Shockingly, it’s just another tax with a fancy name.
The PRAT tax, the latest tax scheme cooked up by La Crosse County officials, is really just another half-percent sales tax that could be imposed on nearly all retail businesses in the county. As with any other sales tax, this $6.6 million new tax will inevitably be paid for by consumers like you.
“But without more money we can’t fill the potholes!” the tax-and-spend crowd keeps shouting in your ear every time you turn on the TV. What they conveniently omit are their own failures to properly prioritize county spending.
La Crosse County budgeted for $136,764,518 in revenue for 2016. It planned nearly $33 million in property tax collections and $11.6 million from the county’s 0.5 percent sales tax. Yes, the county already has a sales tax onto which the proposed PRAT tax would be stacked.

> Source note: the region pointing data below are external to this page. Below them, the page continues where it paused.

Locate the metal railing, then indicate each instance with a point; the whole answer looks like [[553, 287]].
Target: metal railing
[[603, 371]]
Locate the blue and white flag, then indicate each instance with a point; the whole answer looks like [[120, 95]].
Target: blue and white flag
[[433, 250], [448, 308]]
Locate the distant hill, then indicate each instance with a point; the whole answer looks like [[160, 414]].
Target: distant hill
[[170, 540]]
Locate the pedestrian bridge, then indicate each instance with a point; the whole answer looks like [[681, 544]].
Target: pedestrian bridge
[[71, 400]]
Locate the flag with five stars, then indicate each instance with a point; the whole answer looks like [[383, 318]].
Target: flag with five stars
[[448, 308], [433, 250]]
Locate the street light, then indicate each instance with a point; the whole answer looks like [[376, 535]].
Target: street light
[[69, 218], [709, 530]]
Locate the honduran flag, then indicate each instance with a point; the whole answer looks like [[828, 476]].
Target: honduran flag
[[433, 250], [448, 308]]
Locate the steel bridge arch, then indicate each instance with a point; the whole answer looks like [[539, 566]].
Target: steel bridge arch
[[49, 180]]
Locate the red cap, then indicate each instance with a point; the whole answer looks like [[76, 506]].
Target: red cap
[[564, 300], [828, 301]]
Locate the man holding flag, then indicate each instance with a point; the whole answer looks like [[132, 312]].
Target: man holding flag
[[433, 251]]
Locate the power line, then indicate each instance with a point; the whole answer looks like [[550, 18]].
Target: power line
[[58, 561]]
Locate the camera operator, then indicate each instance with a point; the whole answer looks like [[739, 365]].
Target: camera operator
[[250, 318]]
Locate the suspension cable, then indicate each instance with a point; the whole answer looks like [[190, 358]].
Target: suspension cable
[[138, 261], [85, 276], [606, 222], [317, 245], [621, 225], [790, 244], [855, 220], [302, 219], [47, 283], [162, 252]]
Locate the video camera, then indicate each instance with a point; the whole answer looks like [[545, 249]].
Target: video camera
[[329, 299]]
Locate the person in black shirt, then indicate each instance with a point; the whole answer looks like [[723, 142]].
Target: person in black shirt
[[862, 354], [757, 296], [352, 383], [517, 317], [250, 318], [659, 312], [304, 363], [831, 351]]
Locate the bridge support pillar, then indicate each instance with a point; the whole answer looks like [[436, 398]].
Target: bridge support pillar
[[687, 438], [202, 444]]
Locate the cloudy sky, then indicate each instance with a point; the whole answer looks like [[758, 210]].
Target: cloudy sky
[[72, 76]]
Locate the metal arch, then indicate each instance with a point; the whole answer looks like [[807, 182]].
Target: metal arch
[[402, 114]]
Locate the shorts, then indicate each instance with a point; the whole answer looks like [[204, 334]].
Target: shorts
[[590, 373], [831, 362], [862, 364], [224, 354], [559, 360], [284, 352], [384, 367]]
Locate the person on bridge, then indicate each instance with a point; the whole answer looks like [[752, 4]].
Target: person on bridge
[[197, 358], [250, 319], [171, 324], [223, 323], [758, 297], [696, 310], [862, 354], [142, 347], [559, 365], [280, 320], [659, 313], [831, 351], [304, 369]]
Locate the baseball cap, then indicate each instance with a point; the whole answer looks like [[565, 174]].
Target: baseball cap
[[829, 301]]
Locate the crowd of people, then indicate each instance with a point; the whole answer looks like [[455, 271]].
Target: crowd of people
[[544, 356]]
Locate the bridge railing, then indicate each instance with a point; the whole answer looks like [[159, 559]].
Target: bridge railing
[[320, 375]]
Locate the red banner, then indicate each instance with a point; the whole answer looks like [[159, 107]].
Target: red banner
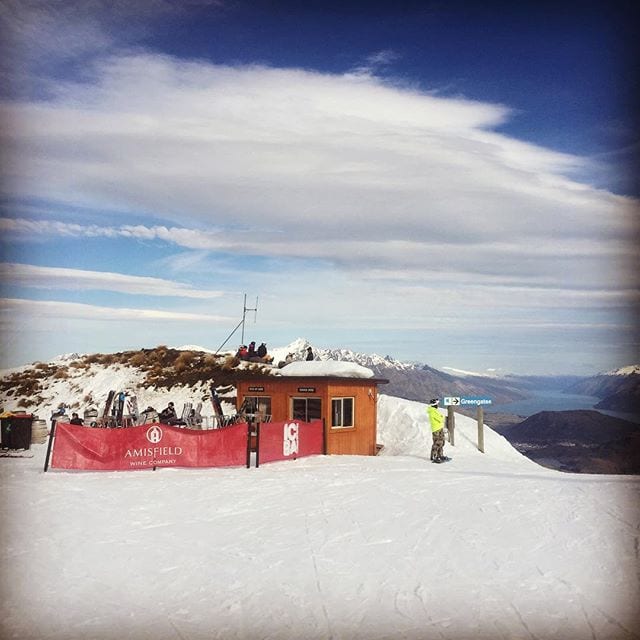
[[147, 446], [290, 440]]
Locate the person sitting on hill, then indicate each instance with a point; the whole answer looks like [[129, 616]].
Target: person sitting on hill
[[168, 414], [243, 352]]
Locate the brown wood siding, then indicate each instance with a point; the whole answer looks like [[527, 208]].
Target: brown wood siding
[[358, 440]]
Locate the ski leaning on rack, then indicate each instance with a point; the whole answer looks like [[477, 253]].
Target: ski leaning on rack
[[217, 407], [107, 406], [132, 408]]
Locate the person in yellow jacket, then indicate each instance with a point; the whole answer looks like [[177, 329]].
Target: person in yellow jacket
[[437, 421]]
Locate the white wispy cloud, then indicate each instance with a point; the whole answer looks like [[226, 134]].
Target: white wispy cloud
[[16, 310], [383, 197], [76, 279]]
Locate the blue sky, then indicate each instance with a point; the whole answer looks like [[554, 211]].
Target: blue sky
[[442, 182]]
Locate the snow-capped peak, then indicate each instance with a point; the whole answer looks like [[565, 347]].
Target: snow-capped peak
[[624, 371]]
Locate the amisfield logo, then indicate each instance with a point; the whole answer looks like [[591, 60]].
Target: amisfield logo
[[146, 456], [154, 435]]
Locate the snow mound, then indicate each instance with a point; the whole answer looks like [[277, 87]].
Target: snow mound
[[326, 368], [403, 429]]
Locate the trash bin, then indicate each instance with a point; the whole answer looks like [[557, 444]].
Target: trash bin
[[16, 431]]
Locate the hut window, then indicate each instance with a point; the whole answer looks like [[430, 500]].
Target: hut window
[[306, 409], [341, 412], [258, 406]]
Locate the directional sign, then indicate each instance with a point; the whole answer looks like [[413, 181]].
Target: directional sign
[[469, 401]]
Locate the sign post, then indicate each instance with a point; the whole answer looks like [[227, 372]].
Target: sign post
[[480, 403]]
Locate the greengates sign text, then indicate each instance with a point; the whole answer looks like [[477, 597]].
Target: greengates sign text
[[466, 402]]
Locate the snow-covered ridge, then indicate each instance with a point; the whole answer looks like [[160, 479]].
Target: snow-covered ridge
[[624, 371]]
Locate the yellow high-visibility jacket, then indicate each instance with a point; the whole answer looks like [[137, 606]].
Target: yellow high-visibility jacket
[[435, 418]]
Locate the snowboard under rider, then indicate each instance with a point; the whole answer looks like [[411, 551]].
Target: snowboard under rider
[[437, 421]]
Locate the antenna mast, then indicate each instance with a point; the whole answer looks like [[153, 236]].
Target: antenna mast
[[244, 314], [241, 323]]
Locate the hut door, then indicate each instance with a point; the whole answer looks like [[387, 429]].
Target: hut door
[[306, 409]]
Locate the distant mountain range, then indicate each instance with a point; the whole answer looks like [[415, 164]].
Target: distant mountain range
[[571, 440], [580, 441], [618, 390], [421, 382]]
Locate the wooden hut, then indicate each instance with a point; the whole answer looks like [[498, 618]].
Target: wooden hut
[[344, 394]]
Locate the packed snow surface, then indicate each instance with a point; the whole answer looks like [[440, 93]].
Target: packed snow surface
[[487, 546], [326, 368]]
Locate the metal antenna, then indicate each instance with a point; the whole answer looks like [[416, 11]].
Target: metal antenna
[[241, 323], [244, 314]]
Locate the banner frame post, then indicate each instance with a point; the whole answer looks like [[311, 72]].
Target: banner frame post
[[50, 445], [324, 437], [249, 445], [451, 425], [480, 429]]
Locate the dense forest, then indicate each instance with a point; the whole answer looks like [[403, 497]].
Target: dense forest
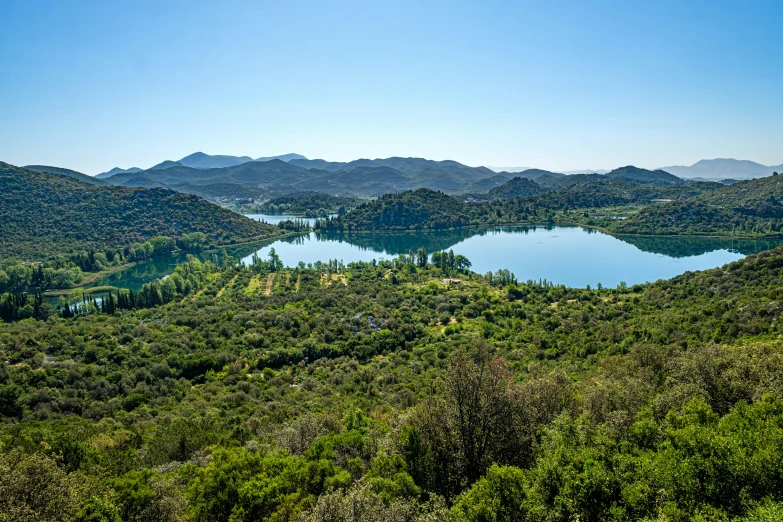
[[591, 203], [399, 390], [44, 215], [308, 204]]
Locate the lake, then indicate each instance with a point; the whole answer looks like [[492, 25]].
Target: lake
[[573, 256]]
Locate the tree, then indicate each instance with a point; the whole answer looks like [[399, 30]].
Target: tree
[[275, 263], [454, 438], [421, 257]]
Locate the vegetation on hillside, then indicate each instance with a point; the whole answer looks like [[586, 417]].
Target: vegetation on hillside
[[67, 172], [45, 215], [590, 203], [400, 390], [308, 204], [516, 188]]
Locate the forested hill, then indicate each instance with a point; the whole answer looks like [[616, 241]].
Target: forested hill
[[43, 214], [515, 188], [747, 208], [411, 210], [426, 209], [358, 393]]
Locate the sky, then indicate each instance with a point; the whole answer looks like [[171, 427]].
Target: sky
[[560, 85]]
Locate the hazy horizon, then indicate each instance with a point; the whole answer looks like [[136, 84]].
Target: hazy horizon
[[563, 86]]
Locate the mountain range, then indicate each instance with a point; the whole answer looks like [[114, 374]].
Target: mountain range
[[712, 170], [47, 212], [200, 160], [264, 177], [724, 168]]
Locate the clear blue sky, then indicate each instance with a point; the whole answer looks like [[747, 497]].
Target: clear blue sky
[[91, 85]]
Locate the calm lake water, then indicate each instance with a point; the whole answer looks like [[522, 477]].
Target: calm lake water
[[572, 256]]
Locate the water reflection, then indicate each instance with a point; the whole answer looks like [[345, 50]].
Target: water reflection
[[569, 255]]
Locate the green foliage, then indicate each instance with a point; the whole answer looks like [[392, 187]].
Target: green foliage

According to the state Department of Revenue, 44 categories of business are subject to this tax in any jurisdiction that enacts it — bars, restaurants, gas stations, clothing retailers, hotels — even a category called “miscellaneous retail stores,” lest any devious boutique business falls through the cracks. In short, pretty much every business that a tourist could theoretically walk into would be subject to the PRAT tax.
The PRAT was conceived for the most innocent of reasons. When the summer residents of certain areas, like the Wisconsin Dells, fled for the winter, the Dells and similar tourist reliant areas needed a consistent revenue source.
Thus the Legislature invented the PRAT, but it required at least 40 percent of assessed property values in the taxed region to be composed of tourism-related businesses in order to be enacted. Thus, only six municipalities in Wisconsin currently have a PRAT tax, according to the Department of Revenue. At 5.3 percent, La Crosse County doesn’t come close to qualifying.